The Conversation announced on Friday that Jaspan would be moving on to a new “Global Academy” project at RMIT. The announcement came after three university vice-chancellors, who ran an inquiry into the strategy of The Conversation, reported their findings to the board. 

Jaspan’s personal style, management style and views on the structure of the website combined to wear down management in the Australian outfit, and there was tension between Jaspan and international partner sites, and between Jaspan and external partners, including universities and peak bodies Crikey has been told.

While Jaspan’s single-mindedness and obsession with the site had contributed to its success, these personality traits, which included an unwillingness to cede control to senior management, did not scale well as the project became larger, with more partners and a 24-hour website. 

One industry insider told Crikey: “Andrew Jaspan invented one of the best global publishing ideas of a generation, raised millions of dollars in funding from universities and governments and then rolled it out in several other countries — then the staff said they couldn’t work with him anymore. It’s tragic that the only way the idea could keep going was by pushing out the founder.” 

Jaspan started The Conversation with the University of Melbourne’s Glyn Davis in 2011, and was primarily responsible for getting university partners to sign up, and for recruiting board members. The site, comprising explanatory pieces by qualified experts and funded by university and philanthropic partnerships, expanded rapidly, with outfits now in the UK, US, France and Africa.

The UK and US boards both declined to renew Jaspan’s board terms once they expired. External partners, including a university peak body in the UK, refused to deal with Jaspan. The increasingly tense situation reached boiling point in September last year, when senior management wrote a letter to the board demanding that he no longer have an active role. An inquiry was held, but no impropriety was found, and Jaspan’s position as editor-in-chief and chief executive was reinstated.

[How The Conversation is slowly taking over the world]

The board was divided over whether to sever ties with Jaspan, and chairman Robert Johanson resigned in December, reportedly saying his position was untenable.

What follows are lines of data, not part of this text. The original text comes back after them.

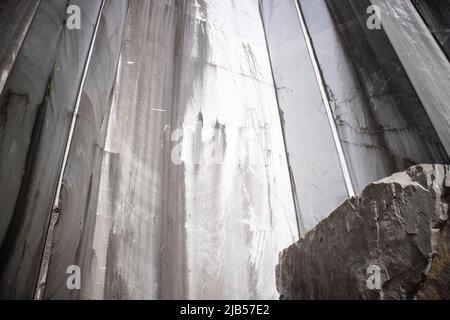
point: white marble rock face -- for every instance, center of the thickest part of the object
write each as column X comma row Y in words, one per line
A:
column 192, row 230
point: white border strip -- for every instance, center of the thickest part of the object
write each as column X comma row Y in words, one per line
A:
column 320, row 81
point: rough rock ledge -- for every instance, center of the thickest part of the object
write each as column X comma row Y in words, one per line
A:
column 398, row 226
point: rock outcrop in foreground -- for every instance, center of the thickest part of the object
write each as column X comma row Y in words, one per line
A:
column 397, row 228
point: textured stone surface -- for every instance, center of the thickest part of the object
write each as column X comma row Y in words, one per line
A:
column 399, row 224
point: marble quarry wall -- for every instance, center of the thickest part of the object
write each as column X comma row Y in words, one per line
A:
column 171, row 149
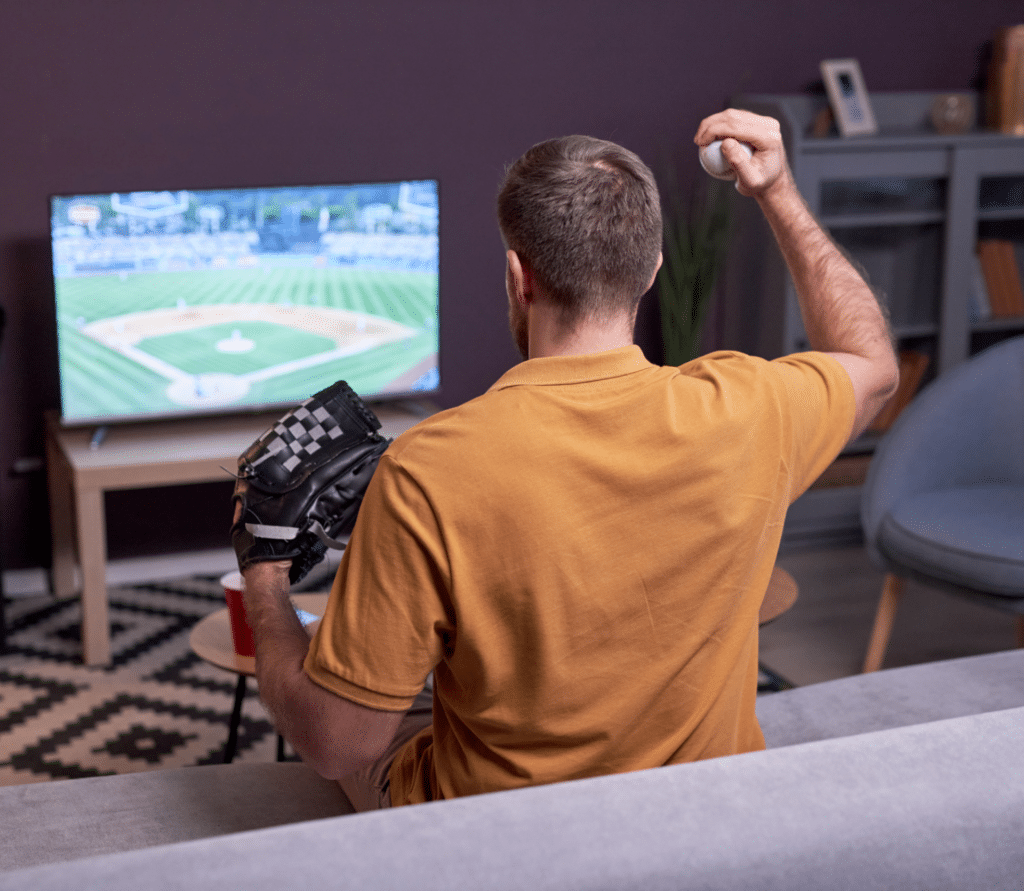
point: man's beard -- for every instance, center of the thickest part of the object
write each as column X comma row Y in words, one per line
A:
column 519, row 329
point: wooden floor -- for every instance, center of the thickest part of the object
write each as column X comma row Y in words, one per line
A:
column 824, row 635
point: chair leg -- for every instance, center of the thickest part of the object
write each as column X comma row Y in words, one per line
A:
column 884, row 618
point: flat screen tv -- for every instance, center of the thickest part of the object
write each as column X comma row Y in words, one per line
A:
column 199, row 301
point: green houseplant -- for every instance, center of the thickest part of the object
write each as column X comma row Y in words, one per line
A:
column 696, row 234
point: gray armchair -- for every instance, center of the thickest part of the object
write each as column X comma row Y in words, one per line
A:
column 943, row 502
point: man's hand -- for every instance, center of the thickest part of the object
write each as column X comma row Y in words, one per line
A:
column 767, row 168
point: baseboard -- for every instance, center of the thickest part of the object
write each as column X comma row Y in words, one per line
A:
column 823, row 518
column 138, row 570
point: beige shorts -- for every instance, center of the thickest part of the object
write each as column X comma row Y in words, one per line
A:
column 370, row 789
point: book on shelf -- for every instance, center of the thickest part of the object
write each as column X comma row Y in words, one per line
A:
column 912, row 365
column 979, row 306
column 1005, row 93
column 1003, row 278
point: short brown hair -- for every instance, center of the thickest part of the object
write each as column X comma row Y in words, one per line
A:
column 585, row 214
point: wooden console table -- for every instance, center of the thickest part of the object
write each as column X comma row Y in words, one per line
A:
column 144, row 456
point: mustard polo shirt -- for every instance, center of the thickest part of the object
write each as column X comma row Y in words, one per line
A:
column 579, row 555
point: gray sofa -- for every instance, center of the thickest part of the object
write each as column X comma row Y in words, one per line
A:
column 905, row 778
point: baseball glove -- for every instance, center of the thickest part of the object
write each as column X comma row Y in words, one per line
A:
column 301, row 482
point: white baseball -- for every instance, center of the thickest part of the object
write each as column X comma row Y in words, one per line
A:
column 714, row 161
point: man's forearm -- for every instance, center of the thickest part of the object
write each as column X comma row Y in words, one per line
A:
column 840, row 310
column 332, row 734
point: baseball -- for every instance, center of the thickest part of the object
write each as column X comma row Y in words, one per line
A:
column 714, row 162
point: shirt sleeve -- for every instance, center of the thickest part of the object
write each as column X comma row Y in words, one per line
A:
column 819, row 406
column 388, row 618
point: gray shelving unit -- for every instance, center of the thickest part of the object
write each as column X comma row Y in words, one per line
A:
column 909, row 205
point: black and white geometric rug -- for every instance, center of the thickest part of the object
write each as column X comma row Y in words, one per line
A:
column 157, row 706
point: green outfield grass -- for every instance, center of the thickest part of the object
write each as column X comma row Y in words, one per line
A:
column 97, row 381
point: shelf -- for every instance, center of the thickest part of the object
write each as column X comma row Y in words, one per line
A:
column 1003, row 214
column 883, row 218
column 988, row 326
column 914, row 330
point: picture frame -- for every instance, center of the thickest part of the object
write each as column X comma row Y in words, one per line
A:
column 848, row 96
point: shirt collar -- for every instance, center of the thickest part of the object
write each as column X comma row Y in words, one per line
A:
column 561, row 370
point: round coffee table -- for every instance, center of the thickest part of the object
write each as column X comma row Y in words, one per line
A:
column 211, row 641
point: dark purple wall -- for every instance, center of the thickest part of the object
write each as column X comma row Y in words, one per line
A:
column 137, row 93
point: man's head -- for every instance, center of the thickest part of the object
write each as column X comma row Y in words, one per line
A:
column 584, row 214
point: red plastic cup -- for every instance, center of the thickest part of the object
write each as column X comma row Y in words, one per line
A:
column 242, row 634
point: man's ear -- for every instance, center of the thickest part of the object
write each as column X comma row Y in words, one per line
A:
column 650, row 284
column 520, row 279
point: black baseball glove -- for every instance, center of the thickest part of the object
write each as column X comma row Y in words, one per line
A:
column 301, row 482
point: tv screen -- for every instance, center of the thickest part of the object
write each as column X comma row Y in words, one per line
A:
column 196, row 301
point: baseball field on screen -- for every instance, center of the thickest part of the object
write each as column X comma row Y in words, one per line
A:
column 171, row 342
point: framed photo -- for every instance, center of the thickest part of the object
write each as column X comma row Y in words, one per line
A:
column 848, row 96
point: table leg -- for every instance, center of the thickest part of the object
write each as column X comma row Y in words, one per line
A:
column 92, row 555
column 61, row 525
column 232, row 728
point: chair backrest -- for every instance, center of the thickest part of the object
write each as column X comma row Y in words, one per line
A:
column 966, row 427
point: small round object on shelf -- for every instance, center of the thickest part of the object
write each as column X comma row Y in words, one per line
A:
column 952, row 114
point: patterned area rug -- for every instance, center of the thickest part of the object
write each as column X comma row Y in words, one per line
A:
column 158, row 706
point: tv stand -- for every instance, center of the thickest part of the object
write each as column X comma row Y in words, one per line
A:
column 141, row 456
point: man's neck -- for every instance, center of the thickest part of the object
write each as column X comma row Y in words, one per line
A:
column 549, row 337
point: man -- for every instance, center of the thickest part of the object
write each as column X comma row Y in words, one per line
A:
column 577, row 558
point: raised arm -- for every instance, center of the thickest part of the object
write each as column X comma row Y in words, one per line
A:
column 841, row 313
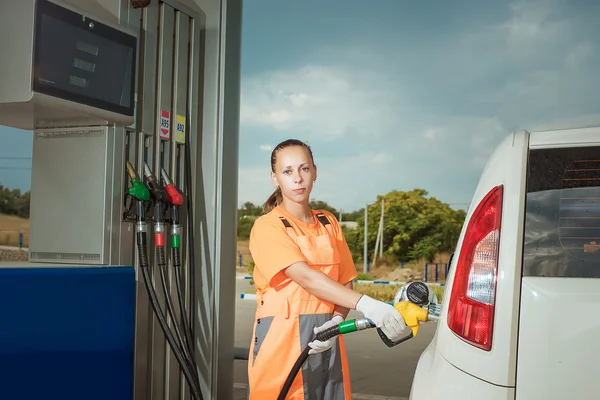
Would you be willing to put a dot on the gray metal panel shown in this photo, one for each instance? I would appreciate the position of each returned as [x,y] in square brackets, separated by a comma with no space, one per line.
[69,217]
[16,39]
[145,361]
[163,103]
[202,76]
[227,178]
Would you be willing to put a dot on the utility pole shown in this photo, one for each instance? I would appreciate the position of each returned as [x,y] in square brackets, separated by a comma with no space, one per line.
[379,240]
[381,227]
[365,256]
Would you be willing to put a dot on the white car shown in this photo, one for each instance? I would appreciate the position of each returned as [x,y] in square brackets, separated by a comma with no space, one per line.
[520,315]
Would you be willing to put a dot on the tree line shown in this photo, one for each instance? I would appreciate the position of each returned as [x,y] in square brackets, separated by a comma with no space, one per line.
[13,202]
[416,226]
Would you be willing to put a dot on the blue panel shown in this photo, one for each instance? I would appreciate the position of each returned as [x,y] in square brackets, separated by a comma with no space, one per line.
[67,333]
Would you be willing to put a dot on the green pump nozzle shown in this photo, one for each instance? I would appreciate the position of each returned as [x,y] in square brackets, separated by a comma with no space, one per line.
[137,188]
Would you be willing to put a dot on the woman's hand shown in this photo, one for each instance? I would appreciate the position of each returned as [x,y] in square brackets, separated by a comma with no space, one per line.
[317,346]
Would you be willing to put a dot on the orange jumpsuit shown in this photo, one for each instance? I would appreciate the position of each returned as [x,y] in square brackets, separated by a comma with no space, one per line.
[286,313]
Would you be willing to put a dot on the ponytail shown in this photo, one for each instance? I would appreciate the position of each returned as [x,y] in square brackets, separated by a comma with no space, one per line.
[273,201]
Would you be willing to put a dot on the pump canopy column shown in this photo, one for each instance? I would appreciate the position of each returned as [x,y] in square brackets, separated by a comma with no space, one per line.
[133,108]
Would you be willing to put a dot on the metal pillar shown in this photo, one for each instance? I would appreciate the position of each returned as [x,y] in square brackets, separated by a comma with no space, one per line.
[188,95]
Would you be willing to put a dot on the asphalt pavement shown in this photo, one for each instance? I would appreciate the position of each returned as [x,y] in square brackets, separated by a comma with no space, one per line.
[376,371]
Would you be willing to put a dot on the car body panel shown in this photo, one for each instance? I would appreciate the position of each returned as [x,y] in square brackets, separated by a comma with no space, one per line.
[558,339]
[436,378]
[451,368]
[505,167]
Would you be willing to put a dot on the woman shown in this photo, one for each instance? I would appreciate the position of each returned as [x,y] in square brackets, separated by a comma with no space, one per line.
[303,276]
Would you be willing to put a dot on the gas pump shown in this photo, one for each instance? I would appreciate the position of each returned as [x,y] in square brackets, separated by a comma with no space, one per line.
[117,95]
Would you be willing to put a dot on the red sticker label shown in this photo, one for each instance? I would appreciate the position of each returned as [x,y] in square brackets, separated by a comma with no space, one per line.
[165,124]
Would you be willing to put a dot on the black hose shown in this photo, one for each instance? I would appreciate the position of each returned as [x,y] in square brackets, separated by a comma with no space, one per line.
[170,309]
[143,256]
[184,322]
[324,335]
[190,235]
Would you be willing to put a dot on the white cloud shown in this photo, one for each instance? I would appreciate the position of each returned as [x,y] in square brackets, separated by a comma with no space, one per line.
[315,101]
[431,116]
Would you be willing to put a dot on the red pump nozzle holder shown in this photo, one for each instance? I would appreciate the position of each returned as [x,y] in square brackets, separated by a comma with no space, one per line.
[173,195]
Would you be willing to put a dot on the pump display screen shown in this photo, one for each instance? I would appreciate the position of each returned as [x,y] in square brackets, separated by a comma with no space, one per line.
[82,60]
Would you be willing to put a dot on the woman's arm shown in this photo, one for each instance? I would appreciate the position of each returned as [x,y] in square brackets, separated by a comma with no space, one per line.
[320,285]
[343,311]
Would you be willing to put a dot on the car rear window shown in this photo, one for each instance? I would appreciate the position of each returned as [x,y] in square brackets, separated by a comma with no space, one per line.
[562,213]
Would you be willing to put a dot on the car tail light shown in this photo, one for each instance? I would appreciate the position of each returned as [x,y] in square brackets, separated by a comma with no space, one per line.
[471,308]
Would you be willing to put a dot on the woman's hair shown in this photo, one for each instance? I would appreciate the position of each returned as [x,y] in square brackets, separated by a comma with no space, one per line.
[276,197]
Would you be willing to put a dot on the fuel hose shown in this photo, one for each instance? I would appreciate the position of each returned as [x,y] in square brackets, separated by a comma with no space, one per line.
[191,379]
[343,327]
[142,195]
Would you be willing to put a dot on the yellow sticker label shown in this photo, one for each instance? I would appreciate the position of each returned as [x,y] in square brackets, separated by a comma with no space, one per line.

As well as personal relationship issues, Jaspan’s view of The Conversation had been increasingly at odds with that of the international partners. Jaspan wanted the Australian branch to act as the head office, with subsidiaries in other countries. But the partners wanted a federation-style organisation, where each country’s site had autonomy.

As the site got bigger, Jaspan still felt that he could take charge of all the sites, as editor-in-chief, because it was his idea. This attitude particularly grated the international partners, which run as separate entities.

Jaspan refused to comment on questions put to him by Crikey.

In a statement released by The Conversation announcing the resignation, Jaspan said he was proud of The Conversation and was looking forward to his new role.

“I look forward to working with the universities to develop new approaches to the provision of global information informed by an understanding of the cross-border and cross-cultural perspectives of the Global South and North,” he said.

Jaspan left The Age as editor in 2008 as a casualty of mass cuts at Fairfax Media. But it followed a tumultuous four years for Jaspan, which included a revolt by staff where 235 journalists signed a letter accusing him of degrading their ability to produce independent journalism.

The Conversation is now recruiting a new chief executive.